Your methods are shoddy and riddled with errors.

You can’t be sure that you know all of the variables, or even their weights in the models, or even how they work or interact.

When someone brings up those nasty little asides, you question there motives, as if yours are squeaky clean.

Never mind all that, you have a CAUSE and therefore no evidence is needed. You KNOW how things are going to work out that way, you don’t need no stinkin’ evidence. You get together and write up a little treaty, omitting by design the your two biggest variables.

Global warming as is now known- An ant’s fart in a windstorm.

Kyoto-fiddling with the ant’s diet so that he might fart a little less, if he want’s to eat that new stuff of course.

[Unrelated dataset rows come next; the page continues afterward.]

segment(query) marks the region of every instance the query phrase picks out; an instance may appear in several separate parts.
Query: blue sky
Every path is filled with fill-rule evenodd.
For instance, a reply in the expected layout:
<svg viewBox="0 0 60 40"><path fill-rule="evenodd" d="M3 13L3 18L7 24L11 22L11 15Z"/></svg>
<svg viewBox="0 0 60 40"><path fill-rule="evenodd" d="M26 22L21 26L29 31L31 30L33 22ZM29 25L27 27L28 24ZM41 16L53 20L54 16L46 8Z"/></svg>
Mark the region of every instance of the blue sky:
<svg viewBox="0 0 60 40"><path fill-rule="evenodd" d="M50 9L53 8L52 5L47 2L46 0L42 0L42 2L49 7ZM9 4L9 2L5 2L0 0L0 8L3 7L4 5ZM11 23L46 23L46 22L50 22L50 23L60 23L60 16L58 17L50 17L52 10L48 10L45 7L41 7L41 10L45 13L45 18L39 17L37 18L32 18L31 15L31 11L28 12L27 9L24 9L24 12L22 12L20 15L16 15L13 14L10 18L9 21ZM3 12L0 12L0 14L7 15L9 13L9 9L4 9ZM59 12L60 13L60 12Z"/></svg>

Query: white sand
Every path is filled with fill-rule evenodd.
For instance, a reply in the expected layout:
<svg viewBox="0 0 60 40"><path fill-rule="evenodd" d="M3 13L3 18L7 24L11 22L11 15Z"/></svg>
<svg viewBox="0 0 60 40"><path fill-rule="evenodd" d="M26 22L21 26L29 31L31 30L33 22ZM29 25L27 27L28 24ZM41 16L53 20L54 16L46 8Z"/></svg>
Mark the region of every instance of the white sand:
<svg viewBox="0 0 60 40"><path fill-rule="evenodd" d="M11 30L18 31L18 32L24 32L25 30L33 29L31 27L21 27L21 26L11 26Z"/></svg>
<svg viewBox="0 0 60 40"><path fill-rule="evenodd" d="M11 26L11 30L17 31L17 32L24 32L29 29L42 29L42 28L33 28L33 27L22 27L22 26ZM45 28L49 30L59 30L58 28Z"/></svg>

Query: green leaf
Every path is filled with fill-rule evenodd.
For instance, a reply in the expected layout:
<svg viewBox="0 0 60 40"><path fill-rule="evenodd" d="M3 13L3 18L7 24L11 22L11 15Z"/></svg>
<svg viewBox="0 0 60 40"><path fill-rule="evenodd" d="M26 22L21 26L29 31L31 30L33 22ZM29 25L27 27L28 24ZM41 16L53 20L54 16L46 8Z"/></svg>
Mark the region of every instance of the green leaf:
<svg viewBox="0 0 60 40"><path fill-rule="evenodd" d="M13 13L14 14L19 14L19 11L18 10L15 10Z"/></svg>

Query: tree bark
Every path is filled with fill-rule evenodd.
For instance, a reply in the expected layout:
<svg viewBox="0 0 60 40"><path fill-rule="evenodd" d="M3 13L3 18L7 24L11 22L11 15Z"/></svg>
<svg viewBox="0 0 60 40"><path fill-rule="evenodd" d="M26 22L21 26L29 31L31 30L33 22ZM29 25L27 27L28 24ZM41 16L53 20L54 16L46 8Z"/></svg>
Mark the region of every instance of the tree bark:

But for your sake Miniross, I have an idea. Prevent any ships from burning any fossil fuels that bring filthy capitalist lucre to the British Isle. All of that grain used to brew beer and make whiskey will have to be diverted to feeding people. Then you won’t get so drunk and piss and vomit all over your streets and post like a besotted idiot.

I’m sure that the rest of you morally superior lefties can think up personal save the planet action plans. Please do, and if you are at a loss I have a very simple idea for you- stop breathing.

right, i am off out in my rover into town to pull some slag with bad teeth and dubious parentage, get drunk, fall over and bemoan the fall of the british empire.

One last thing before. glass houses, throwing stones. Their is spelt like THEIR, not THERE.